Carl Nobel, Ludvig’s second son, was born in St Petersburg in 1862. At the age of 25, he took over responsibility for Ludvig’s machine-building factory and became a well-liked and successful manager of the factory, which also meant that his father’s debt to Alfred Nobel could be paid back.
To get to know Branobel, which had its head office in St Petersburg, Ludvig took Carl along on a long visit to Baku and the Caucasus in 1884. There they stayed in Villa Petrolea where they felt at home in the Finnish-Swedish colony. Carl wrote to his younger sister Anna about what were to him exotic people in a dramatic landscape.
The years after his father Ludvig’s death in 1888 were characterised by a need for specialisation in the manufacturing industry, as competition was growing due to the worsening times. For Ludvig’s son Carl, this meant greater responsibility for Ludvig Nobel’s machine-building factory.
Card had studied at the Royal Institute of Technology in Stockholm and had been in contact with Swedish industry, including de Laval’s cream separator. Ludvig Nobel’s machine-building factory became de Laval’s representative in Russia. In the beginning, the heavy parts were manufactured in St Petersburg while the light parts were brought from Sweden. The separator was then imported as a whole from Sweden while repairs were carried out at the machine-building factory in St Petersburg. The turnover increased from year to year, and in 1903, two of Ludvig Nobel’s sons, Emanuel and Emil, together with de Laval Separator, formed the trading company Ludvig Nobel, which was converted in 1908 into AB Alfa-Nobel.
Ludvig Nobel had obtained the rights to sell his brother Alfred’s dynamite in Russia. Carl confirmed in a letter to his uncle Alfred that the interest on the loans to Disconto Gesellschaft in Berlin, Sven Carlsson in Warsaw and Alfred himself ate up the profits from the dynamite sales and factory. Carl therefore wanted to issue new Branobel shares for three million roubles.
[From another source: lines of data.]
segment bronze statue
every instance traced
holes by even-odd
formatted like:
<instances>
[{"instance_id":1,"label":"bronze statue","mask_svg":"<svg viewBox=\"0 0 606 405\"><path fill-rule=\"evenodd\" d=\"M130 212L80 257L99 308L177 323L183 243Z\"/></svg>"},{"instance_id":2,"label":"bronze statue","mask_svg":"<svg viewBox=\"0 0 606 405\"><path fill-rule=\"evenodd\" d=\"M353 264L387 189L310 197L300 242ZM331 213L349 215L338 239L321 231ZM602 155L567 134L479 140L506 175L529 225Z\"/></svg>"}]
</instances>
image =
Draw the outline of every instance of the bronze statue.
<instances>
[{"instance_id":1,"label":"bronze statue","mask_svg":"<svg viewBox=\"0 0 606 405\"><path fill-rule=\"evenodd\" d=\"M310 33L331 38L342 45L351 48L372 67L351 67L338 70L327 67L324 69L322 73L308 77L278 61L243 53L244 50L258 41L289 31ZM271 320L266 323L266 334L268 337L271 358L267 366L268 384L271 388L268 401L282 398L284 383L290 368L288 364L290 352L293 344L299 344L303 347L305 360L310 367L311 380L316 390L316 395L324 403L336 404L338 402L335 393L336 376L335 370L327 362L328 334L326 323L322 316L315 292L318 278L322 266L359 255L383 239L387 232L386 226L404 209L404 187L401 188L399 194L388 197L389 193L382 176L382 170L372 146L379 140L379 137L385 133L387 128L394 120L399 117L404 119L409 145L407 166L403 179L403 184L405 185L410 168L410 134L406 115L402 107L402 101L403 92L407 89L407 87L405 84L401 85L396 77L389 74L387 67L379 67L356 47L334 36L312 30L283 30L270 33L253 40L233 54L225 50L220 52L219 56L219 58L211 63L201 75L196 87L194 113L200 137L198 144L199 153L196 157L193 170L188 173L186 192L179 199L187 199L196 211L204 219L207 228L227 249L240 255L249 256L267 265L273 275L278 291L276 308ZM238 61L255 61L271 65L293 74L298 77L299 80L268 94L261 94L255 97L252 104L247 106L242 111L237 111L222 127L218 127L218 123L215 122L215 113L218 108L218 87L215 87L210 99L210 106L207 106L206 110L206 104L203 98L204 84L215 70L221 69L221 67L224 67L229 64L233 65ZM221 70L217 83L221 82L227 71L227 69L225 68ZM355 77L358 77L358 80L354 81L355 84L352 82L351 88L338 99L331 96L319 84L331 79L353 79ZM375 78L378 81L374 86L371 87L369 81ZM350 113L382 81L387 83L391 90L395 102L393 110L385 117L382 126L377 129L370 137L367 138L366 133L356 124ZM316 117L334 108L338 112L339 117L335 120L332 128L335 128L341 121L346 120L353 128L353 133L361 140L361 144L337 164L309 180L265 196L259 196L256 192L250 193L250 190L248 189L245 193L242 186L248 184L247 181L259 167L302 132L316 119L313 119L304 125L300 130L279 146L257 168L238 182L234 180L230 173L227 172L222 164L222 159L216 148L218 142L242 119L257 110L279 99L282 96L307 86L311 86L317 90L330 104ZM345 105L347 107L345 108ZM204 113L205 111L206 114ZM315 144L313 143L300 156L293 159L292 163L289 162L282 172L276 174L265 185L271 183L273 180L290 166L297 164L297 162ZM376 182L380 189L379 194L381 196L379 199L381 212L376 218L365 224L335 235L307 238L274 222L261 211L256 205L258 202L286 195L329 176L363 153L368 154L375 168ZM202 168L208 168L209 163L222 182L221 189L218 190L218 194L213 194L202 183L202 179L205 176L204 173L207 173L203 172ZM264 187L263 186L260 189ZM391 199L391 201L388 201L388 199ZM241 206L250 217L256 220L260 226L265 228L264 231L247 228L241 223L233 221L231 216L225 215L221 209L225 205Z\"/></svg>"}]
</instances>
Carl had noticed that many were inclined to buy and that even interested parties abroad had confidence in ‘our business after they had seen the enormous spread and sale of petroleum’. The business did well after that and the debt to Alfred from 1882 could be paid back.
Carl corresponded keenly with his uncle Alfred, asked about the sale of shares and commented on his successes with Alfred’s smokeless gunpowder ‘that had become well known in the civilised world’. He wanted to report the official records from the test shootings in military magazines, and he expected great interest from possible manufacturers that wanted to offer the gunpowder to the Russian government. ‘Patent [the gunpowder] in Russia!’ Carl urged. ‘We thank Uncle for all the kindness he has shown us and we shall understand and appreciate it, not just in words but also in principle!’
Carl Nobel devoted great interest to steam engines. He employed the eminent Swedish designer Sixtus Peterson, who produced a triple steam engine for the factory’s central lighting unit, which was noted for its cost-effectiveness and beautiful shapes.
Later, Carl began to manufacture internal combustion engines, an area that would soon become the most important one. Foreign factories had designed engines to run on paraffin. The Nobel machine-building factory, with its close links to the oil industry, followed the development with great interest of the new power engine that could turn oil directly into mechanical energy. Carl acquired the right to produce these engines from a company in Switzerland, and in 1892, production started of a series of internal combustion engines with 3, 5 and 7 horsepower. At the world exhibition in Chicago in 1893, the factory was able to exhibit engines intended for small plants. The engine was later adapted to run lighting tanks for the Russian army.
Carl Nobel died of diabetes at the Bellevue Hotel in Zürich in 1893. The factory lost a conscientious and considerate director who left a big void. His brother Emanuel Nobel, head of Branobel, took over the leadership of the factory at a time of recession, but he was overburdened with work. The younger brothers Emil and Gösta were not yet able to take over responsibility and the factory lacked real strength of leadership, wrote the Swedish engineer Anton Carlsund in a story about the Ludvig Nobel machine-building factory.